The Scot, who had guided the Red Devils back to the summit of English football after his 1986 appointment, had been locked in a dispute with some members of the board, as well as having hinted at health problems.
Discussing the rift with the club's television channel MUTV, Ferguson said at the time: "The decision has been taken. I'm going to leave the club. I'm disappointed with what has happened because I was hoping something would be sorted out. It hasn't happened as I thought it would and that's all there is to it."
News of their manager's retirement, coupled with speculation that Sven-Goran Eriksson had been selected as the new boss, appeared to hamper the United players during the first part of the 2001-02 campaign, with three successive Premier League defeats to Chelsea, Arsenal and West Ham United seeing the club slump to ninth in the table.

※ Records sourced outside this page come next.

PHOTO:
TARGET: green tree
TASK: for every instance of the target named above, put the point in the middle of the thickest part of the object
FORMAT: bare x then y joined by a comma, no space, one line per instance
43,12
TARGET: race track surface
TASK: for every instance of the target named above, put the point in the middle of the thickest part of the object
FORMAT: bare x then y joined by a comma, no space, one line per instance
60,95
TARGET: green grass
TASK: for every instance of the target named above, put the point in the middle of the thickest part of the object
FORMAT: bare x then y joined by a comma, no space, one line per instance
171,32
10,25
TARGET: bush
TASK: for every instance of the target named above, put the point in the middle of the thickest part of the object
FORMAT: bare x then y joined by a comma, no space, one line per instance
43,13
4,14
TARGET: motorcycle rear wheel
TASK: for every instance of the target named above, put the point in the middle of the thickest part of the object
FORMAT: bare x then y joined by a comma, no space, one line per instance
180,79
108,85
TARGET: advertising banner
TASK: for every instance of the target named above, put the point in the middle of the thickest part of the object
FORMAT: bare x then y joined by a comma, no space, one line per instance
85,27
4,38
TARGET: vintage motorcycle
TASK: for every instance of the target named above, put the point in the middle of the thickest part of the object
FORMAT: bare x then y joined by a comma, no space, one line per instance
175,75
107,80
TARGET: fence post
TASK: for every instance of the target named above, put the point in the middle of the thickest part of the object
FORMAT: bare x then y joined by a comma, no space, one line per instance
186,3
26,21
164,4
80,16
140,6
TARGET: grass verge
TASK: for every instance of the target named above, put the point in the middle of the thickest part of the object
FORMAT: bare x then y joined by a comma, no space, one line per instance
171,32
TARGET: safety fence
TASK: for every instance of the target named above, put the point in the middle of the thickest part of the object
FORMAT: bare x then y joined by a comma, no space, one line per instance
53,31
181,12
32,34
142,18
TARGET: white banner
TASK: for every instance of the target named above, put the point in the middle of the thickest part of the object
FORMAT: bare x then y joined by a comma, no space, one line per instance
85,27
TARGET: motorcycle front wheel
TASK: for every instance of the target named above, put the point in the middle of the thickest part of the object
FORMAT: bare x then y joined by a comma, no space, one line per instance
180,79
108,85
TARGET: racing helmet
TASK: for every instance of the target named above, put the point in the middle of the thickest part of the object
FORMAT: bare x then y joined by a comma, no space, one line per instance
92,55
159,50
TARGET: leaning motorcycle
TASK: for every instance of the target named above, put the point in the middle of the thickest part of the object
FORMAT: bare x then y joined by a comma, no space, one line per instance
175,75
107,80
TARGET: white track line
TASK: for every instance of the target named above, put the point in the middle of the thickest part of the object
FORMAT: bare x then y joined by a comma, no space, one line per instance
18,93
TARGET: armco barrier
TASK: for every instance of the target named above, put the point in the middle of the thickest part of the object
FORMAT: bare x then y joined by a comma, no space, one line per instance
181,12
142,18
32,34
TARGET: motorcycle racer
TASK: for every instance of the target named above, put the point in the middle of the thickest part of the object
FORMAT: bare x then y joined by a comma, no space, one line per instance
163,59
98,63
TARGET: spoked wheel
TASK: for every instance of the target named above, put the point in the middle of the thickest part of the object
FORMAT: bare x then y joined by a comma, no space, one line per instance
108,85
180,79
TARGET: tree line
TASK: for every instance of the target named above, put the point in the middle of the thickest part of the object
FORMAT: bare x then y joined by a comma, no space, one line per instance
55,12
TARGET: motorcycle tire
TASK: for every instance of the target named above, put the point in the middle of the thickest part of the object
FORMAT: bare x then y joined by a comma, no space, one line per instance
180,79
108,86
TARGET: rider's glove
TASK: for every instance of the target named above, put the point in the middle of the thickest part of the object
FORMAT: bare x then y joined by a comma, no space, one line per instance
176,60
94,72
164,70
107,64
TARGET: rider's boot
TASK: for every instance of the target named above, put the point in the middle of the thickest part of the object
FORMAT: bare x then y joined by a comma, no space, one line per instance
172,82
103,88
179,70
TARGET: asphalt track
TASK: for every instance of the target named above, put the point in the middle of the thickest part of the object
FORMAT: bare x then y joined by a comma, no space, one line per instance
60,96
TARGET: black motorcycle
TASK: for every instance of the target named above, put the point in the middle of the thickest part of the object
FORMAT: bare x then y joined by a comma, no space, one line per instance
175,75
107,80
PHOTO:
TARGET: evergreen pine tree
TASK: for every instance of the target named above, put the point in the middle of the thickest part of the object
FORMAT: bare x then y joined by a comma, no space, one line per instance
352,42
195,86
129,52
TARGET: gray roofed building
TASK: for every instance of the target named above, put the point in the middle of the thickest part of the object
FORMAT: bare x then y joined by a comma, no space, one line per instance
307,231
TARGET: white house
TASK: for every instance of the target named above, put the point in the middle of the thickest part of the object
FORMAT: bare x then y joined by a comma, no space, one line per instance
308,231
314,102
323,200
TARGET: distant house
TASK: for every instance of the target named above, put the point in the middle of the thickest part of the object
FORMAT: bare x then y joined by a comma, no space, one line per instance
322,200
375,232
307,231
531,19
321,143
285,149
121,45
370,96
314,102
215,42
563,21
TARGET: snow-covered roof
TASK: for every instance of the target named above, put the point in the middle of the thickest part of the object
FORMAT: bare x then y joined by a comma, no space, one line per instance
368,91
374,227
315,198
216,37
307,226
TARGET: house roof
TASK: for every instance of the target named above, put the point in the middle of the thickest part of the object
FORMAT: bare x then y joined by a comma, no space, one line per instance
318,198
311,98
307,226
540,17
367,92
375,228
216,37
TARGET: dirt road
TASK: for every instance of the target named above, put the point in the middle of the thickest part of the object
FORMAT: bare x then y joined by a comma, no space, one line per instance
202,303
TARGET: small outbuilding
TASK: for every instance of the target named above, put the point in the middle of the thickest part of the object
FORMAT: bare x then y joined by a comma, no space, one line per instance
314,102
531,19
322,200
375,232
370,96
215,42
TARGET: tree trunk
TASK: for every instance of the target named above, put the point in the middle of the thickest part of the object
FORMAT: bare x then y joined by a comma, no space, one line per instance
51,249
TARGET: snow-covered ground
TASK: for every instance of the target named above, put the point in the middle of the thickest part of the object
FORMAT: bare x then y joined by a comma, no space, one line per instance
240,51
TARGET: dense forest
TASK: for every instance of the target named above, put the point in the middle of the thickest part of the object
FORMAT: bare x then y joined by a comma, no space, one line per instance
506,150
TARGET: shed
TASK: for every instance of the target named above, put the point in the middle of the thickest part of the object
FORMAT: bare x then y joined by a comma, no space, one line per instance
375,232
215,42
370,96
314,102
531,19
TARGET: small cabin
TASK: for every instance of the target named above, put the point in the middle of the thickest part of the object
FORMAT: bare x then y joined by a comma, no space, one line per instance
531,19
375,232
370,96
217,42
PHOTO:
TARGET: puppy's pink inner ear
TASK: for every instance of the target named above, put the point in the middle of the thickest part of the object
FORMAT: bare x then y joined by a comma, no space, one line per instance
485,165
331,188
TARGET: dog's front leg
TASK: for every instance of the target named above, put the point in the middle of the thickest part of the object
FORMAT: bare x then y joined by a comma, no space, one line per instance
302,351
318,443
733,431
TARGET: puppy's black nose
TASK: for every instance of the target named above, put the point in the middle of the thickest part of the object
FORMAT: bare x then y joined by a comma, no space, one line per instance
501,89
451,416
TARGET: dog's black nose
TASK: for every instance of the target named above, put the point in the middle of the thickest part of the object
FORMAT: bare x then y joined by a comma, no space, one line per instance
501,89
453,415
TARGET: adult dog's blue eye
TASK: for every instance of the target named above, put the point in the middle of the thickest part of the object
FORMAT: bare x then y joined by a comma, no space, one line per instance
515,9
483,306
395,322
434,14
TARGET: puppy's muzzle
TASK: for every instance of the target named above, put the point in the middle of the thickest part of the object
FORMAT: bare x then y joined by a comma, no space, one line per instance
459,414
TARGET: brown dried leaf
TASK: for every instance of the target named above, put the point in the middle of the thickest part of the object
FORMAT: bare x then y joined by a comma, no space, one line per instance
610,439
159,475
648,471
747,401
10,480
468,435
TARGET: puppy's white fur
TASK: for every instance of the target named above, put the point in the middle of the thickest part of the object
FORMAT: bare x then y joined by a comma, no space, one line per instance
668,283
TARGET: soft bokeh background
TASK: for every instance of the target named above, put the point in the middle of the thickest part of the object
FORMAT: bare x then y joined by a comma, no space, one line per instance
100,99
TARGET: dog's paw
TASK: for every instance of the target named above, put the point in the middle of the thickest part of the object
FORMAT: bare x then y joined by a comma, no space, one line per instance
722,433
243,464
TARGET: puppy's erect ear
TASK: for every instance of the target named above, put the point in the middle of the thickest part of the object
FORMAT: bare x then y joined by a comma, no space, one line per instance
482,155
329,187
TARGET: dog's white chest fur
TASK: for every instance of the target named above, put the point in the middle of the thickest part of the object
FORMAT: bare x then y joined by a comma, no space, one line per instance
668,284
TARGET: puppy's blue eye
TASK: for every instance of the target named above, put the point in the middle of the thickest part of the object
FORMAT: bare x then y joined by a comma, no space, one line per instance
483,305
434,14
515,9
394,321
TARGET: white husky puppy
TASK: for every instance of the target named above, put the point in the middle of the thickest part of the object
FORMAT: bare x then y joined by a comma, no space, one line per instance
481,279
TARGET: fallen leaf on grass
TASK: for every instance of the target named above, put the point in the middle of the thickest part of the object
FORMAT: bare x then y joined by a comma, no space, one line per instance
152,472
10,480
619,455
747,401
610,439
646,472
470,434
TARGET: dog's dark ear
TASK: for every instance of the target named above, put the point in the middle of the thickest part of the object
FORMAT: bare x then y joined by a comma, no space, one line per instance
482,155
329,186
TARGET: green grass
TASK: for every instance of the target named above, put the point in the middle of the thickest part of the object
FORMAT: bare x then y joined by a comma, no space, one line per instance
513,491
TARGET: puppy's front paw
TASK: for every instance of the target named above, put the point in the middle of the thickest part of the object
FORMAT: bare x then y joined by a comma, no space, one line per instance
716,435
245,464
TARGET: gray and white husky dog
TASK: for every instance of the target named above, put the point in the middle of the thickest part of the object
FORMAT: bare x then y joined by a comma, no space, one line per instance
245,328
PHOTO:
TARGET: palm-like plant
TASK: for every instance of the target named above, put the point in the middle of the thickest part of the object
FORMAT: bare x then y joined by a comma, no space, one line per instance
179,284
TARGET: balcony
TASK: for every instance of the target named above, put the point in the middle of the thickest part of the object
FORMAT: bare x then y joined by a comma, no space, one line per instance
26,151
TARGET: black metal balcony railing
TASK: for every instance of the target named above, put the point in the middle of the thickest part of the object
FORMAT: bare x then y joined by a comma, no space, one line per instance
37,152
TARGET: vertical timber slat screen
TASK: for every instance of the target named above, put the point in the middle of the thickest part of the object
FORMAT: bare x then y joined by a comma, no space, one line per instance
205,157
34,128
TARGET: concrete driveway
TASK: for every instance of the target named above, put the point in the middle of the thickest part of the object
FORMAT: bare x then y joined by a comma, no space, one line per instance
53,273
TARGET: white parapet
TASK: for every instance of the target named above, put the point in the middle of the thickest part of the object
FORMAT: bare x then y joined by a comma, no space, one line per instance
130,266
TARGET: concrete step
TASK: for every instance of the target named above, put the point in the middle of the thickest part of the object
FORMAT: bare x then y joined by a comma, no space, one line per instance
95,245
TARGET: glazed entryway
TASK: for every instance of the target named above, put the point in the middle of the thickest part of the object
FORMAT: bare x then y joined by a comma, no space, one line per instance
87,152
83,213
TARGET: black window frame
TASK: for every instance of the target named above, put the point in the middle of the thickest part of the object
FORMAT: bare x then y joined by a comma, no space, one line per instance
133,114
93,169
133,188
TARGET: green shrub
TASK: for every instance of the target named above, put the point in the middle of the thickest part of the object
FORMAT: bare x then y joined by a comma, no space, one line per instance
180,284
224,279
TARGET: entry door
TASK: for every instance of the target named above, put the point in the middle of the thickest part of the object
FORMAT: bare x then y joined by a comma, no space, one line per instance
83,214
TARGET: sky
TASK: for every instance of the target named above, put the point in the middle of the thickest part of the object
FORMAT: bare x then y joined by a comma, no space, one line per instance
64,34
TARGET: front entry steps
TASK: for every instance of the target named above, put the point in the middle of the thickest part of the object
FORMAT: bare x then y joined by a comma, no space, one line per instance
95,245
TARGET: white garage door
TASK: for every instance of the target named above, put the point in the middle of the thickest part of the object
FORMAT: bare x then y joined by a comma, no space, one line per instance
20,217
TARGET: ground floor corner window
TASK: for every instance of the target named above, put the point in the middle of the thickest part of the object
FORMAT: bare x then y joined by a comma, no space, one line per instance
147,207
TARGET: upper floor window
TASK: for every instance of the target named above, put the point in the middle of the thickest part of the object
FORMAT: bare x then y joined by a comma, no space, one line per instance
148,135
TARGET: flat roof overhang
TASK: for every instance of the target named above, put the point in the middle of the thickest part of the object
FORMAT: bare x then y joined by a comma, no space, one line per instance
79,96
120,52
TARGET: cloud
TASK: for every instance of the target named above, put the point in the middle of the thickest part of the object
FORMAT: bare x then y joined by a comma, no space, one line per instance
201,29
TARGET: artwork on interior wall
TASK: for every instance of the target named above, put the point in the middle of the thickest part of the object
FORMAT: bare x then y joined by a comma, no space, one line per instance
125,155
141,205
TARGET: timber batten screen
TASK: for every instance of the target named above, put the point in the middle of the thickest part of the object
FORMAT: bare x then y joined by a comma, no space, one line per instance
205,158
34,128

What they didn't know was that Ferguson was in the process of having a change of heart - he wanted to stay. He informed those closest to him of his decision over Christmas, before going on to make that news public on this day 12 years ago.
Ferguson later admitted that his wife Cathy had been behind his U-turn, having told him: "One, your health is good. Two, I'm not having you in the house. And three, you're too young anyway."
His desire to stay at Old Trafford brought with it an upturn in results for United, who ended the campaign in third spot and reached the semi-finals of the Champions League, where they were knocked out by eventual runners-up Bayer Leverkusen.
Trophies would arrive in the seasons that followed, though, including six Premier League titles, one FA Cup, three League Cups and a Champions League.
Perhaps it was not such a surprise, but when Ferguson announced his retirement in the summer of 2013 at the age of 71, this time for good, it still left a number of people shocked.